How to Prepare a Medium-Range Strategy for the SAT

By Geraldine Woods, Ron Woldoff

If you have less than a year to get ready for the SAT, you can develop a medium-range strategy. There are a lot of great ways to prepare yourself for the test, including the following:

  • Do all you can to sharpen your reading skills during your last school year before the SAT. Remember that reading-comprehension skills matter in all three sections of the exam (Reading, Writing and Language, and Mathematics).

    When you’re doing your homework or surfing the web, make friends with words (not to be confused with the app Words with Friends). Jot down unfamiliar words and examine the context. Can you determine the meaning? If not, hit the dictionary or query (question) someone who knows.

    If you have a spare hour, try a crossword puzzle — a great way to learn new words! Peruse (read thoroughly, scrutinize) the newspaper every day, either online or on paper, and check out the way in which statistics appear. Be sure to read the opinion columns and analyze how the author argues a point.

  • Work on your writing. If your school offers an elective in nonfiction writing, go for it. Consider writing for the school newspaper. Send letters or emails to the editor. Become comfortable with the sort of writing that makes a case for a particular point of view because that’s what you have to analyze on the new SAT — in the essay, multiple-choice writing, and reading sections.

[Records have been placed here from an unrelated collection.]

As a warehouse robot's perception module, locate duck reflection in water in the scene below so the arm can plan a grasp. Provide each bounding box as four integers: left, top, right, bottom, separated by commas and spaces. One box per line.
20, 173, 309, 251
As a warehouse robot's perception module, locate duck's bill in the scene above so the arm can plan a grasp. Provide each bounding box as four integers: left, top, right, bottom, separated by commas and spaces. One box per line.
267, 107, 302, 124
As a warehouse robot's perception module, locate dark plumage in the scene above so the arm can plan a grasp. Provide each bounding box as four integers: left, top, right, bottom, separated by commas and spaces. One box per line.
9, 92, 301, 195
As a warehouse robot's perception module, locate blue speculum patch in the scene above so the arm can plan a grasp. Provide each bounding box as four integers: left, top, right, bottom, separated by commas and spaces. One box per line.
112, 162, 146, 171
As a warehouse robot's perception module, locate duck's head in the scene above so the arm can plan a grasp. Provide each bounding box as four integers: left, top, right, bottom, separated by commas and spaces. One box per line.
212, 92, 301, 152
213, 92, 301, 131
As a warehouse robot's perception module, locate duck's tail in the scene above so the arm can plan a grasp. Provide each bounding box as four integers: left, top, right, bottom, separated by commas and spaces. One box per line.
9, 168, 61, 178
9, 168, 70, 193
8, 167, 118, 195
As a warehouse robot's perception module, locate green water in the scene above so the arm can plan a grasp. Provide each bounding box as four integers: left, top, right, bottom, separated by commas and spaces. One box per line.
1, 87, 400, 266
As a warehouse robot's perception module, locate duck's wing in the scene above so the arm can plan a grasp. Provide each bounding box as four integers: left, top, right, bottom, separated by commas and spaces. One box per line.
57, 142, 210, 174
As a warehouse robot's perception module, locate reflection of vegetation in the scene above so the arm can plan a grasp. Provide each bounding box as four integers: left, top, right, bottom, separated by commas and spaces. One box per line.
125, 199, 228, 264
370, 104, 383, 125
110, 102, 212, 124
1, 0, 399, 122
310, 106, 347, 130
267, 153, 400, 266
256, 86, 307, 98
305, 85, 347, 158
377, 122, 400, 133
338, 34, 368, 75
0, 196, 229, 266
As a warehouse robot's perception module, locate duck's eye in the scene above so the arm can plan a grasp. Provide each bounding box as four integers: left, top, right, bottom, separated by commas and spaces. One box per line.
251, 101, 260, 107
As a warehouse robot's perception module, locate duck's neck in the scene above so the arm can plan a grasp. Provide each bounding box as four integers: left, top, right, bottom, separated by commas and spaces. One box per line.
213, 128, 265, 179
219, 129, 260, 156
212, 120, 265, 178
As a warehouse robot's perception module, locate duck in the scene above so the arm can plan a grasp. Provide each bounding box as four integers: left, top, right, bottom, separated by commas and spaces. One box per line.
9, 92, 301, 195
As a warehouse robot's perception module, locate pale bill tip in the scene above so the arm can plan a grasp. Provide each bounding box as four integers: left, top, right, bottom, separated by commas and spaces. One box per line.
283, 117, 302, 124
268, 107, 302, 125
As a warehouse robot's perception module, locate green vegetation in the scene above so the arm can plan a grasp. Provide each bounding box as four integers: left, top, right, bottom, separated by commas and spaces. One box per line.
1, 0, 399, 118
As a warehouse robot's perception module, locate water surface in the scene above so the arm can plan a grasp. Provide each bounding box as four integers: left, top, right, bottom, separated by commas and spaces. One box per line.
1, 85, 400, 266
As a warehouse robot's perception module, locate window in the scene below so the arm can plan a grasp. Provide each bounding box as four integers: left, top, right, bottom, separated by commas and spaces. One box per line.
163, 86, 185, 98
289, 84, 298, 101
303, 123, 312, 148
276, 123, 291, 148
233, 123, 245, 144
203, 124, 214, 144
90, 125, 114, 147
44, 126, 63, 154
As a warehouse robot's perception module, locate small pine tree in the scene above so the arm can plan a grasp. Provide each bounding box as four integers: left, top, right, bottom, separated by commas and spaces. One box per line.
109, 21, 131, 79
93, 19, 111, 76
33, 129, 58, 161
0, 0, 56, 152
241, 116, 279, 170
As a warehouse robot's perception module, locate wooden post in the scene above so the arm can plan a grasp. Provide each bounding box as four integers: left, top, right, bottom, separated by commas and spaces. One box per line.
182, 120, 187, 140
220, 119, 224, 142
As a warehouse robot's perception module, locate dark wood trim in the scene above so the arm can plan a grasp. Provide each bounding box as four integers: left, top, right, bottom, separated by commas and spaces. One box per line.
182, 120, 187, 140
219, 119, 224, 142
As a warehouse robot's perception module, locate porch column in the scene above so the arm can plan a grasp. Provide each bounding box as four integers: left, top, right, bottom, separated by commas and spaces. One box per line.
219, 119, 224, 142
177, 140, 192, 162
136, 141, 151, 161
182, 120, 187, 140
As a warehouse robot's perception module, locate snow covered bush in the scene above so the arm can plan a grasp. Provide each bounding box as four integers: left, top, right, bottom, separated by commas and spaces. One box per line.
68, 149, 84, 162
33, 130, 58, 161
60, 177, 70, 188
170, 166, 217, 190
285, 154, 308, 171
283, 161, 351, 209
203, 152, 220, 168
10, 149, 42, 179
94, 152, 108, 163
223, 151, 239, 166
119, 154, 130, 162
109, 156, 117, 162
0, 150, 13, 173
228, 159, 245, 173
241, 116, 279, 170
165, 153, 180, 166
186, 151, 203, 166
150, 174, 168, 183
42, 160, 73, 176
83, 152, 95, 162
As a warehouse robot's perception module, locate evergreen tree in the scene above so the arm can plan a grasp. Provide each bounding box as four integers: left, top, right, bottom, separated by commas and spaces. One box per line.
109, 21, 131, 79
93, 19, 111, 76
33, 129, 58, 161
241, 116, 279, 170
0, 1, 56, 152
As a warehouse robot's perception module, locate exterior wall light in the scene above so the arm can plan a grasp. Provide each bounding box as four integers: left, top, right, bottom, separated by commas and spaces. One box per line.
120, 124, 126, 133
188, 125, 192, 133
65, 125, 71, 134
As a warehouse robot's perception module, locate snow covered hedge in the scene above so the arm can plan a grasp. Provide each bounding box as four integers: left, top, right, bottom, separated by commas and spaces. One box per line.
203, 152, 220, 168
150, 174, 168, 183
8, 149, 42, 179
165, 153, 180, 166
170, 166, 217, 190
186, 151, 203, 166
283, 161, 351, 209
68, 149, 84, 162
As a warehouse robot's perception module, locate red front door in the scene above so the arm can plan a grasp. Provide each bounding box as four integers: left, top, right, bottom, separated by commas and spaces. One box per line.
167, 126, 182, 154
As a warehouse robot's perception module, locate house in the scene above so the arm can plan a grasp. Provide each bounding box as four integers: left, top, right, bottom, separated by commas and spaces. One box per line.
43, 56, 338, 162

  • Get a math study-buddy. This doesn’t mean a tutor. Yes, you can learn a lot from someone who dreams quadratic equations, but you can also benefit from studying with someone who is on your own level of ability. As the two of you work together, solving problems and reviewing formulas, you can practice and set the knowledge firmly into your brain. All teachers know that you learn best what you have to explain to someone else. Plus, a study-buddy probably can explain what he or she knows in a different way. If the teacher’s explanation didn’t do it for you, your friend’s may.

  • Resurrect (bring forth again) your Algebra II book or borrow one from a friendly math teacher. Look through the chapters that you struggled with the first time you went through the book. Refresh your memory with a sample problem or two.

  • Study the illustrations in your science and history textbooks. Many questions on all three parts of the new SAT include graphic elements. You may see a chart of voting preferences, a graph representing bacterial growth, or a map of cultivated land. Learning to decode these illustrations — as well as similar illustrations in material you read outside of school (you do read other material, right?) — helps you ace the SAT.

  • Take a practice exam. Pay special attention to the explanations accompanying each question that puzzled you (even if you accidentally got the right answer!). After you know which sort of question is likely to stump you, practice the skills underlying those questions. For example, you may discover that your grammar is a bit rusty. Time to hit your grammar book.

  • Take the PSAT/NMSQT. You can’t pass up a chance to experience the exam in its native habitat (a testing center), even if the test is shorter than the real SAT. Beginning in October 2015, the PSAT/NMSQT resembles the design of the new SAT.

If you follow this plan, you should be in fine shape for the SAT, and, as a bonus, you’ll have time for an actual life, too.